Art History, Theory, and Criticism: Letter from the Chair
The new academic year is upon us. With the new year comes the promise of new students and faculty, innovative lectures and thought provoking seminars, and opportunities to continue to expand our offerings in art and design history at SAIC. As is characteristic of a research-oriented department in a prestigious art school, our faculty have been busy with publications, lectures, and talks. Their accomplishments are too numerous to provide a full list here.

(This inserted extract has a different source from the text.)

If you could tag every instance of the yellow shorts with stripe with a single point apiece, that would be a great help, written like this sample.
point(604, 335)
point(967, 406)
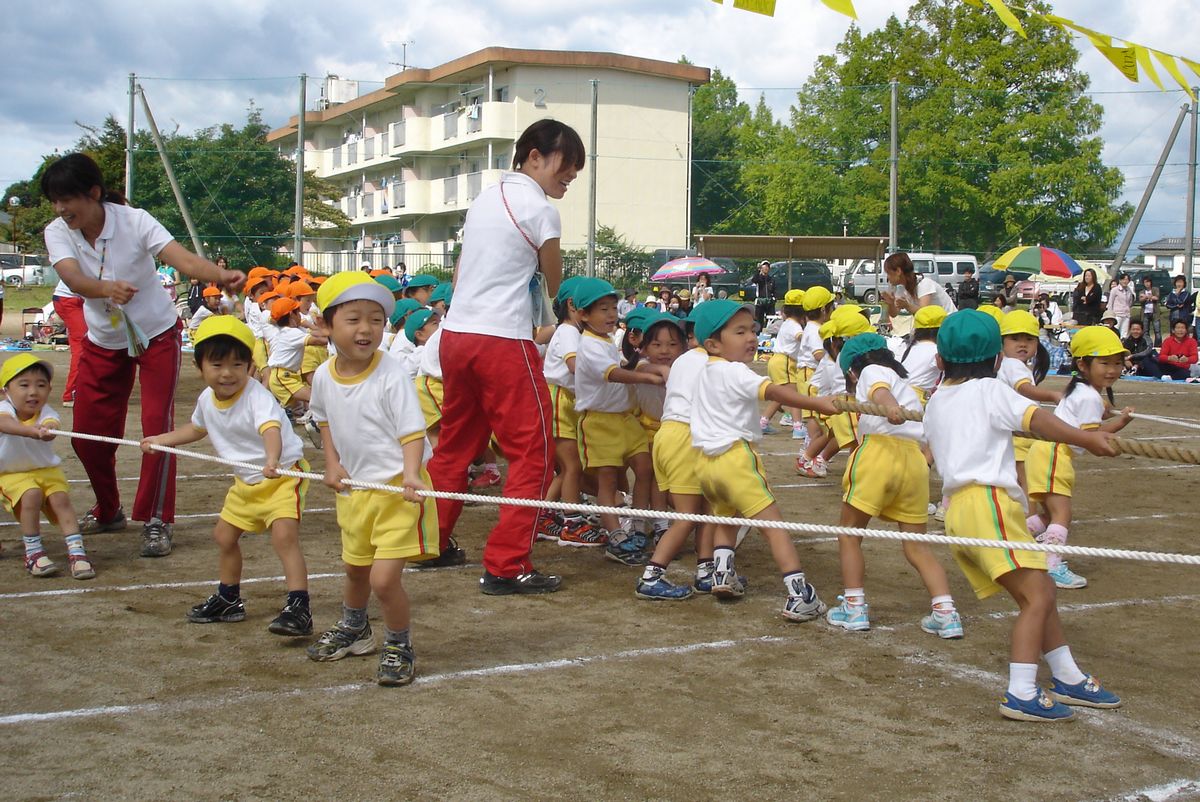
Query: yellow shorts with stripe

I am especially pleased to congratulate Annie Bourneuf on receiving the 2016 Robert Motherwell Book Award from the Dedalus Foundation for her book Paul Klee: The Visible and the Legible. Also, Assistant Professor Shiben Banerji was awarded the Mellon Junior Fellowship in the Humanities, Urbanism, and Design at the University of Pennsylvania, a residential fellowship for 2016 – 2017. Among other publications, Assistant Professor Mechtild Widrich co-edited and contributed to Presence. A Conversation at Cabaret Voltaire and Participation in Art and Architecture: Spaces of Interaction and Occupation. Professor David Getsy published Abstract Bodies: Sixties Sculpture in the Expanded Field of Gender and Queer for the Whitechapel Documents of Contemporary Art series. Assistant Professor Seth Kim Cohen published Against Ambience and Other Essays, and he served as Labex International Research Chair at Universite Paris 8.

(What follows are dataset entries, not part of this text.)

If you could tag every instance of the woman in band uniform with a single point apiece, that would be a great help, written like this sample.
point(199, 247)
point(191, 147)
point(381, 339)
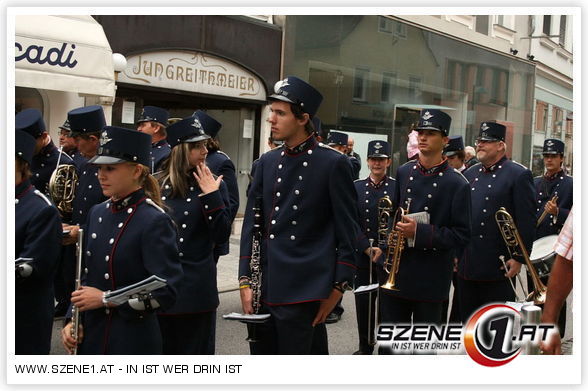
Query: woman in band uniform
point(128, 238)
point(198, 203)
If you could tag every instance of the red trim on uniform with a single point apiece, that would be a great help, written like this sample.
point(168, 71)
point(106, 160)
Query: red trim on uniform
point(25, 191)
point(347, 264)
point(214, 210)
point(111, 263)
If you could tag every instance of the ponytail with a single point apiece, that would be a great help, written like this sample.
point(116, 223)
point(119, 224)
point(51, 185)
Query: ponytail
point(150, 186)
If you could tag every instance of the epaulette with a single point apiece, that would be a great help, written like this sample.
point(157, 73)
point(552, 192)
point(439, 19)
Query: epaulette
point(153, 204)
point(43, 196)
point(515, 162)
point(322, 145)
point(460, 174)
point(222, 153)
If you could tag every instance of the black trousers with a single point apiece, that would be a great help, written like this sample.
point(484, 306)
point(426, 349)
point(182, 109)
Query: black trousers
point(188, 333)
point(65, 279)
point(475, 294)
point(395, 310)
point(366, 313)
point(289, 331)
point(454, 316)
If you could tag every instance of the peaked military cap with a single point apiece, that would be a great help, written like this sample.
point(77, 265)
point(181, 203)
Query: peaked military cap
point(210, 125)
point(455, 144)
point(86, 119)
point(337, 138)
point(492, 131)
point(297, 91)
point(30, 121)
point(65, 126)
point(24, 145)
point(379, 148)
point(188, 130)
point(118, 145)
point(553, 146)
point(155, 114)
point(433, 119)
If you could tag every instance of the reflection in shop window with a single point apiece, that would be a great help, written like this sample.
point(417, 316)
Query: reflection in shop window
point(541, 116)
point(360, 84)
point(388, 84)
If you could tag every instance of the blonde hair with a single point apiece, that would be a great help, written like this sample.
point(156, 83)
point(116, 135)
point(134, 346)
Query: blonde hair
point(176, 172)
point(150, 185)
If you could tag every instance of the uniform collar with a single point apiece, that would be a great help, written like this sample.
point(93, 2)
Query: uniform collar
point(22, 188)
point(495, 166)
point(160, 143)
point(309, 143)
point(433, 170)
point(374, 184)
point(130, 199)
point(548, 177)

As has been the department's good fortune for some years now, a new academic year brings on the arrival of a new colleague. I am very pleased to welcome Assistant Professor Jennifer Nelson to SAIC. She will join a department of fifteen full-time historians specializing in modern and contemporary art and design. In addition to teaching undergraduate and graduate courses, Professor Nelson will oversee our undergraduate art history survey sequence, a role that seeks to expand global perspectives in study of art history for our the first-year students. Another important addition to our department is Brooke Barnett, who is our new Administrative Director of Art History, Theory, and Criticism. This year Associate Professor Delinda Collier steps down from her position as the department’s Director of Undergraduate Studies. Assistant Professor Annie Bourneuf will replace her beginning in the fall of 2016.

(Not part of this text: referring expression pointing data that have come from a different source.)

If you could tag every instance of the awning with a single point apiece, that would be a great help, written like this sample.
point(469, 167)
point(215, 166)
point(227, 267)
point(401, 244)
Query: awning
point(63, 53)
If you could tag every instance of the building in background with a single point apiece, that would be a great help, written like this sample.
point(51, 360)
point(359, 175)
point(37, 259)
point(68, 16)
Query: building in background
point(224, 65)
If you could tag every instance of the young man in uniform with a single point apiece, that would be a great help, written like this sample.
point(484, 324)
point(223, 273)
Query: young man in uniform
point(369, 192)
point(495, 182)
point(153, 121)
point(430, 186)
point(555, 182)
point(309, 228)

Dialogue and debate are important aspects of an academic department. The Department of Art History, Theory, and Criticism continues to enrich an already dynamic discourse at the School by hosting and sponsoring lectures, talks, panels, and all manner of events that feature art and design history. Last year we were fortunate to present and support numerous lectures by Sarah Carter, Luis M. Castañeda, Joseph Clarke, Kjetil Fallan, Ramzi Fawaz, Wendy Greenhouse, Caroline Jones, Grace Lees-Maffei, Hamid Naficy, Daniel Siedell, Sarah Jones Weiksel, and Andrew Weiner. Also, the department organized and sponsored two important symposia: “Human-Non-Human Networks” and “Local Anxieties: Relocating Architecture in a Global Public Space.” This year the department will continue to host events that bring to campus both established and up-and-coming scholars. Two notable events for fall 2016 are the Princeton Art Historian Rachael DeLue, who will give the prestigious 28th Annual Norma U. Lifton Lecture on September 6, and, in collaboration with the Goethe Institut, the Architect and Professor of Design Theory at the Hochschule für bildende Künste (HFBK) in Hamburg, Germany, Friedrich von Borries who will participate in a panel discussion with Assistant Professor Bess Williamson and Assistant Professor Mechtild Widrich on September 30.
Since last year, graduate students in SAIC’s Masters of Art History and Dual Degree programs have participated in academic conferences and have traveled nationally and internationally to conduct research on their thesis projects. This student work was partially funded by competitive school and departmental travel grants. Our alumni have continued to gain national and international recognition, and advance their careers as scholars and curators in many of the most esteemed academic and art institutions.
As we prepare for the coming academic year, the department continues to expand our BA in Modern Art History program. We have added “Scholars” sections across our art history curriculum, and a "Pro-Seminar" to follow our already popular "Sophomore Seminar." Both undergraduate seminars prepare art history students for the required capstone "Art History Methods" courses.
Michael J. Golec
Chair, Department of Art History, Theory, and Criticism.